“L’assemblea nazionale di AiSDeT è un momento di incontro importante che, tra i tanti obiettivi, si propone, anche di sviluppare e sollecitare una maggiore attenzione verso le regioni del sud Italia che scontano, da anni, un forte gap rispetto quelle del nord” dichiara la direttrice Loredana Luzzi, Direttrice generale Università di Brescia.
“Osserviamo ancora un gap che negli anni però si sta cominciando a colmare, come testimoniato da importanti progetti, come quelli avviati, ad esempio, dalla Regione Puglia, che hanno introdotto l’utilizzo sistematico di soluzioni di telemedicina per l’erogazione delle prestazioni sanitarie anche prima che l’emergenza pandemica ne mostrasse l’urgenza”. Proprio l’emergenza pandemica – continua Luzzi – ha dato una forte spinta alla messa a sistema delle tante soluzioni innovative e progettualità a livello nazionale, che ancora purtroppo mostrano l’inefficienza di un sistema eccessivamente frammentato.
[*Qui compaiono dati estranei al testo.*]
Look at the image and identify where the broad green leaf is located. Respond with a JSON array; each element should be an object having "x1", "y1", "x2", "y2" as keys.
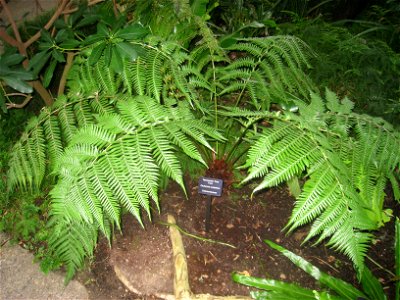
[
  {"x1": 115, "y1": 42, "x2": 138, "y2": 61},
  {"x1": 388, "y1": 173, "x2": 400, "y2": 201},
  {"x1": 54, "y1": 19, "x2": 68, "y2": 29},
  {"x1": 38, "y1": 42, "x2": 54, "y2": 51},
  {"x1": 75, "y1": 14, "x2": 100, "y2": 28},
  {"x1": 1, "y1": 76, "x2": 33, "y2": 94},
  {"x1": 82, "y1": 34, "x2": 106, "y2": 46},
  {"x1": 40, "y1": 30, "x2": 53, "y2": 44},
  {"x1": 111, "y1": 47, "x2": 123, "y2": 73},
  {"x1": 191, "y1": 0, "x2": 209, "y2": 17},
  {"x1": 43, "y1": 59, "x2": 57, "y2": 88},
  {"x1": 89, "y1": 42, "x2": 106, "y2": 65},
  {"x1": 5, "y1": 67, "x2": 35, "y2": 80},
  {"x1": 55, "y1": 29, "x2": 69, "y2": 44},
  {"x1": 104, "y1": 44, "x2": 114, "y2": 67},
  {"x1": 394, "y1": 218, "x2": 400, "y2": 300},
  {"x1": 264, "y1": 240, "x2": 366, "y2": 299},
  {"x1": 0, "y1": 89, "x2": 7, "y2": 113},
  {"x1": 60, "y1": 39, "x2": 80, "y2": 50},
  {"x1": 97, "y1": 23, "x2": 110, "y2": 37},
  {"x1": 0, "y1": 53, "x2": 25, "y2": 66},
  {"x1": 51, "y1": 49, "x2": 65, "y2": 62},
  {"x1": 115, "y1": 24, "x2": 148, "y2": 41}
]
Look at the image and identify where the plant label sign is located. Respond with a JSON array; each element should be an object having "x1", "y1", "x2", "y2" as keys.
[{"x1": 199, "y1": 177, "x2": 224, "y2": 197}]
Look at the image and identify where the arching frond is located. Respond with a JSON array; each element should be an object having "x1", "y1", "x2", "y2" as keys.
[{"x1": 241, "y1": 91, "x2": 400, "y2": 270}]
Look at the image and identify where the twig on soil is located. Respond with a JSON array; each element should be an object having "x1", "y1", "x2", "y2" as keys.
[
  {"x1": 158, "y1": 222, "x2": 236, "y2": 249},
  {"x1": 311, "y1": 256, "x2": 340, "y2": 273},
  {"x1": 366, "y1": 255, "x2": 396, "y2": 277}
]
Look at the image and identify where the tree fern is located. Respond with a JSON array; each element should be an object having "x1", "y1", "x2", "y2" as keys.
[
  {"x1": 225, "y1": 90, "x2": 400, "y2": 270},
  {"x1": 217, "y1": 36, "x2": 315, "y2": 109},
  {"x1": 51, "y1": 96, "x2": 222, "y2": 278}
]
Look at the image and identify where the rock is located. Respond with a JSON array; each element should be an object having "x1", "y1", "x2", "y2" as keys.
[{"x1": 0, "y1": 232, "x2": 89, "y2": 300}]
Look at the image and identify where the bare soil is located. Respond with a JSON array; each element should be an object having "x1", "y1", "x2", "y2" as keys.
[{"x1": 79, "y1": 182, "x2": 399, "y2": 299}]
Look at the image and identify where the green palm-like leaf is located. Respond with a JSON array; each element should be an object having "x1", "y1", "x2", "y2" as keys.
[{"x1": 238, "y1": 89, "x2": 400, "y2": 272}]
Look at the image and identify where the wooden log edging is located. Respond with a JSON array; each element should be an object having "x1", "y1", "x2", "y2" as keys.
[{"x1": 114, "y1": 214, "x2": 251, "y2": 300}]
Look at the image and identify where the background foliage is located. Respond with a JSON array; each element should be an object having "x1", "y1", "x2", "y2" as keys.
[{"x1": 0, "y1": 0, "x2": 400, "y2": 290}]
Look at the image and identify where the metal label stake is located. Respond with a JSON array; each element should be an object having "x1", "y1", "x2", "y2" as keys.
[{"x1": 199, "y1": 177, "x2": 224, "y2": 232}]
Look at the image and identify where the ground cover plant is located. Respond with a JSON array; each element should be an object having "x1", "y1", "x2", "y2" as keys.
[{"x1": 0, "y1": 1, "x2": 400, "y2": 298}]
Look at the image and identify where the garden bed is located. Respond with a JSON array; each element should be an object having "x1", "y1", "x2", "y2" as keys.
[{"x1": 76, "y1": 179, "x2": 395, "y2": 299}]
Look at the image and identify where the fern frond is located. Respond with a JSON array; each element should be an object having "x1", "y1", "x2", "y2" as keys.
[{"x1": 242, "y1": 91, "x2": 400, "y2": 270}]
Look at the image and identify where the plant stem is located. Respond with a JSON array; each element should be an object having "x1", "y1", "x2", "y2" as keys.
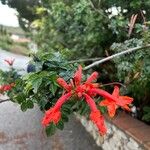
[
  {"x1": 68, "y1": 57, "x2": 103, "y2": 64},
  {"x1": 84, "y1": 44, "x2": 150, "y2": 70}
]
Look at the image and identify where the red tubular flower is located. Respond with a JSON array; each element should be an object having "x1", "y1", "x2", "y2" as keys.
[
  {"x1": 0, "y1": 83, "x2": 15, "y2": 92},
  {"x1": 83, "y1": 93, "x2": 106, "y2": 135},
  {"x1": 99, "y1": 86, "x2": 133, "y2": 117},
  {"x1": 85, "y1": 71, "x2": 98, "y2": 83},
  {"x1": 74, "y1": 65, "x2": 82, "y2": 86},
  {"x1": 57, "y1": 78, "x2": 71, "y2": 92},
  {"x1": 4, "y1": 59, "x2": 15, "y2": 66},
  {"x1": 54, "y1": 92, "x2": 72, "y2": 110},
  {"x1": 89, "y1": 88, "x2": 117, "y2": 101},
  {"x1": 90, "y1": 110, "x2": 107, "y2": 135},
  {"x1": 42, "y1": 66, "x2": 133, "y2": 135},
  {"x1": 83, "y1": 93, "x2": 98, "y2": 111},
  {"x1": 42, "y1": 92, "x2": 71, "y2": 126}
]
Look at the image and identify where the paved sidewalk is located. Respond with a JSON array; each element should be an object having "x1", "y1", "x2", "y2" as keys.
[{"x1": 0, "y1": 102, "x2": 100, "y2": 150}]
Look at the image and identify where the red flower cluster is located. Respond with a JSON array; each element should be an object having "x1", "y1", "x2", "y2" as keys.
[
  {"x1": 4, "y1": 59, "x2": 15, "y2": 66},
  {"x1": 0, "y1": 83, "x2": 15, "y2": 93},
  {"x1": 42, "y1": 66, "x2": 133, "y2": 135}
]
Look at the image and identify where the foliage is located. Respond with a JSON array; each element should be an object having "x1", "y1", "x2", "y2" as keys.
[
  {"x1": 2, "y1": 53, "x2": 132, "y2": 135},
  {"x1": 111, "y1": 31, "x2": 150, "y2": 118}
]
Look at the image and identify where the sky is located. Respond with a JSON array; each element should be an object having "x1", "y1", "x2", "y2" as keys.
[{"x1": 0, "y1": 2, "x2": 19, "y2": 27}]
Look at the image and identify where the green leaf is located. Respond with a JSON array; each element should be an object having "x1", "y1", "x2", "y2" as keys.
[
  {"x1": 50, "y1": 83, "x2": 57, "y2": 96},
  {"x1": 46, "y1": 123, "x2": 56, "y2": 136},
  {"x1": 62, "y1": 112, "x2": 69, "y2": 122},
  {"x1": 15, "y1": 93, "x2": 26, "y2": 104},
  {"x1": 21, "y1": 102, "x2": 28, "y2": 111},
  {"x1": 26, "y1": 100, "x2": 34, "y2": 109},
  {"x1": 32, "y1": 78, "x2": 42, "y2": 93}
]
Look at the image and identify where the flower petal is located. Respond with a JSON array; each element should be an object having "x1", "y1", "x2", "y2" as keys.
[
  {"x1": 89, "y1": 88, "x2": 118, "y2": 102},
  {"x1": 42, "y1": 108, "x2": 61, "y2": 126},
  {"x1": 83, "y1": 93, "x2": 97, "y2": 111},
  {"x1": 90, "y1": 110, "x2": 107, "y2": 135},
  {"x1": 54, "y1": 92, "x2": 72, "y2": 110},
  {"x1": 85, "y1": 71, "x2": 98, "y2": 83},
  {"x1": 73, "y1": 65, "x2": 82, "y2": 86},
  {"x1": 57, "y1": 78, "x2": 71, "y2": 92},
  {"x1": 112, "y1": 86, "x2": 119, "y2": 98}
]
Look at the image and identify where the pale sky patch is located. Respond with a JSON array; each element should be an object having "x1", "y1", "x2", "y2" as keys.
[{"x1": 0, "y1": 2, "x2": 19, "y2": 27}]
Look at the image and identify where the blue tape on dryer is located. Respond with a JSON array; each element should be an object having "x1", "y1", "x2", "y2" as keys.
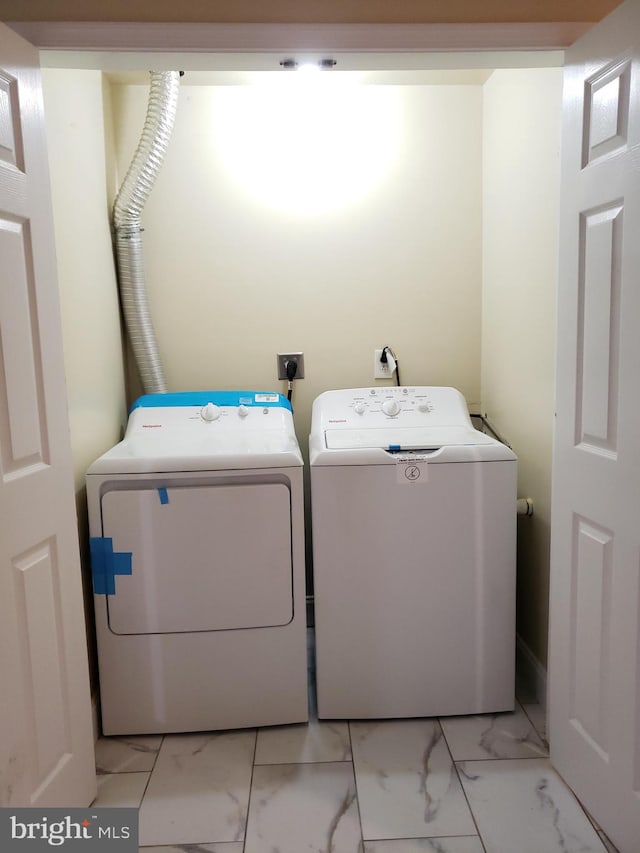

L’intero SSN, se nei primi momenti dell’emergenza ha mostrato una sorta di “impreparazione”, ha però presto saputo reagire e riorganizzarsi mostrando grande capacità di risposta, anche grazie alla tecnologia, accelerando l’adozione su larga scala di soluzioni progettuali che sono finalmente uscite dalla fase sperimentale.
Gli ultimi mesi hanno visto una forte accelerazione sul fronte delle tecnologie applicate all’ambito medico, ma non va sottovalutato l’impatto a livello organizzativo e normativo, particolarmente importante in un contesto come quello italiano. Nel corso del 2020 diverse regioni infatti, hanno adottato delibere o ordinanze che finalmente mettono a sistema soluzioni di telemedicina e hanno contribuito in maniera determinante alla stipula dell’accoro Stato-Regioni del dicembre 2020, che mette a regime l’erogazione delle televisite definendone tutti i requisiti, soprattutto di tipo organizzativo” – aggiunge Luzzi, che anticipa e sottolinea la necessità di non sprecare le ingenti risorse riservate al settore dal PNRR.
Dobbiamo evitare che i fondi finiscano, paradossalmente, per “irrigidire” l’organizzazione del SSN tra centri di primo, secondo e terzo livello e altre strutture territoriali, la cui effettiva presenza è ancora elemento di grande differenza tra regioni.
Il nuovo modello di salute e di sanità pubblica deve invece trovare un motore nella nuova organizzazione del personale, nella valorizzazione di nuovi modelli di assistenza anche domiciliare, stimolando la costruzione di Reti e partenariati che consentano di superare le tante differenze territoriali. Sarebbe interessante e necessario – conclude Luzzi – prendere esempio da quanto sta avvenendo per altri settori, come quello dell’Università e della Ricerca, per il quale sono state date linee guida affinchè il sistema si possa preparare alla gestione coordinata dei fondi in arrivo”.